Councilmember Landau proposes consumer protection bill

Scam victims in Philadelphia are on track to get more help from City Hall as a sweeping consumer protection bill will likely become law in the coming weeks. There’s a small proposed budget increase to hire at least one attorney to enforce the consumer protection law.

And in the coming years, there’s a vision to create a consumer protection office.

Philadelphia City Councilmember Rue Landau, a former Community Legal Services attorney, hopes to make that a reality.

It could be built like the city’s 311 service request system.

“Handling individual complaints and getting money back into pockets of individuals quicker,” Landau said.

Far too many individuals are seeking help for that system to function at the city level. There were more than 94,400 reports of fraud in the Philadelphia metro area in 2023, according to the Federal Trade Commission.

Even community legal aid attorneys say they’ve been forced to turn away some fraud victims because the demand is too high — though they offer educational resources if they can’t represent the client.

“We turn away more clients with meritorious issues than we could possibly accept,” said Michael Froehlich, managing attorney for Community Legal Services’ homeownership and consumer rights unit. “There is a lot of fraud, a lot of consumer issues.”

When a consumer is the victim of what they think might be a scam, they’ve got at least three options: Hire a private attorney, ask for help from a government agency or seek legal aid.

It’s already against the law for businesses to deceive customers about the fine print of any product or service it’s trying to sell under Pennsylvania’s unfair trade practices and consumer protection law.

For statewide fraud cases, there’s the Pennsylvania Attorney General’s Bureau of Consumer Protection, and residents can submit complaints online. The federal Consumer Financial Protection Bureau will investigate complaints about a financial product or service.

The Philadelphia District Attorney’s Office investigates some consumer complaints under its economic crimes division, typically after individuals file a police report.

But it’s still worth it for the city to have another tool, Landau argued. “These offices are often very busy and have other pressing matters.”

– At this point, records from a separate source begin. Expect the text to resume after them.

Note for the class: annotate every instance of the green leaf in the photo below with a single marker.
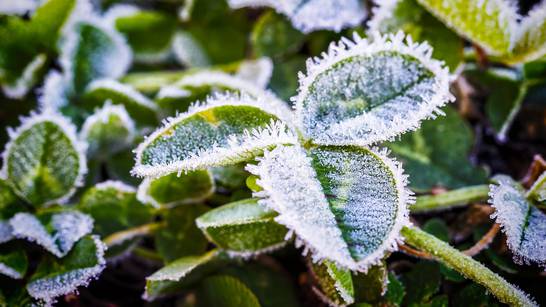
(437, 154)
(274, 36)
(174, 189)
(182, 273)
(225, 291)
(488, 23)
(521, 222)
(56, 231)
(139, 107)
(336, 284)
(243, 228)
(227, 130)
(44, 162)
(180, 236)
(109, 130)
(364, 92)
(346, 204)
(56, 277)
(410, 17)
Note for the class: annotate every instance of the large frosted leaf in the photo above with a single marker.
(346, 204)
(109, 130)
(312, 15)
(489, 23)
(57, 232)
(44, 162)
(243, 228)
(226, 130)
(172, 190)
(363, 92)
(180, 273)
(523, 223)
(56, 277)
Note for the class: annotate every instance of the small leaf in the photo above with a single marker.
(56, 231)
(336, 284)
(56, 277)
(227, 130)
(180, 237)
(346, 204)
(437, 154)
(225, 291)
(180, 273)
(141, 109)
(364, 92)
(243, 228)
(308, 16)
(109, 130)
(523, 224)
(44, 162)
(172, 189)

Philadelphia City Council is expected to pass a consumer protection bill that empowers the city to investigate and litigate unfair and deceptive business practices. The concept was a collaboration between Cherelle Parker’s administration and Councilmember Landau, so it’s expected to be signed into law soon.

The city’s law department could levy $2,000 per violation against businesses. In addition, the city could file civil lawsuits against companies accused of scamming individuals, seek an injunction to stop the practice and then get a judgment for compensatory damages and restitution for affected customers.

The city is likely to file lawsuits in cases where a big group of customers allege fraud by the same company, akin to a class action lawsuit due to limited staff.

The consumer protection rules would have been helpful several years ago when advocates saw an influx of clients with the same issue — a mortgage was taken out against their homes without their informed consent.

At least 500 homeowners across the city were swept up in an alleged scam by real estate business MV Realty, which officials allege pressured residents to sign 40-year contracts for realtor services in exchange for several hundred dollars up-front.

Philadelphia was likely a target for that scam and continues to be for many others because there’s such a high rate of homeownership, and many who are house-rich are cash-poor, Froehlich said.

At the time, the city’s law department couldn’t file a civil lawsuit against MV Realty, so attorneys appealed for help from Pennsylvania’s attorney general, who eventually took up the case.

Now there’s a slew of lawsuits across state lines against MV Realty for deceptive trade practices. The company has since filed for chapter 11 bankruptcy protection.

Often, individual customers of a business sign away their rights to file a lawsuit in the fine print, which is what happened with the MV Realty case, said Froehlich.

“We call these forced arbitration clauses because people are forced to enter into these agreements in order to participate or purchase a product,” he said. “That really ties the hands of private attorneys who want to represent consumers.”

But that forced arbitration clause doesn’t apply to government regulators, which is how state and federal agencies can file civil lawsuits against companies on behalf of the public.

Tackling consumer fraud isn’t easy, especially for senior citizens who may not be very familiar with how easily public information can be used to mislead them.

For example, there’s a scam where a senior citizen’s home is in foreclosure, which is a public record. The business can glean how much money is owed to pressure the homeowner into making payments to stop a fictitious sheriff’s sale.

“There’re many companies that basically scour these [foreclosure] dockets, and then it’s very easy to imitate the bank,” said Susan Nolen, staff attorney in the homeownership rights unit at the SeniorLAW Center in Philadelphia.

“They can get them to pay a few thousand dollars to stop the sale, but it didn’t exist.”

Nolen said that many scam victims rely on the Pennsylvania Victims Compensation Assistance Program because the businesses are difficult to track down to recoup money.

Councilmember Landau said she sees the consumer protection bill as a way to combat poverty.

“Low-income people are often one scam away from falling back into poverty or losing their home, their car, or having some sort of massive disruption in their lives,” she said. “What I hope someday will happen is that we will get a consumer protection office in Philadelphia, so similar to New York City, [Philadelphia] will be able to handle individual complaints. I’m not finished. I think I’ve just started.”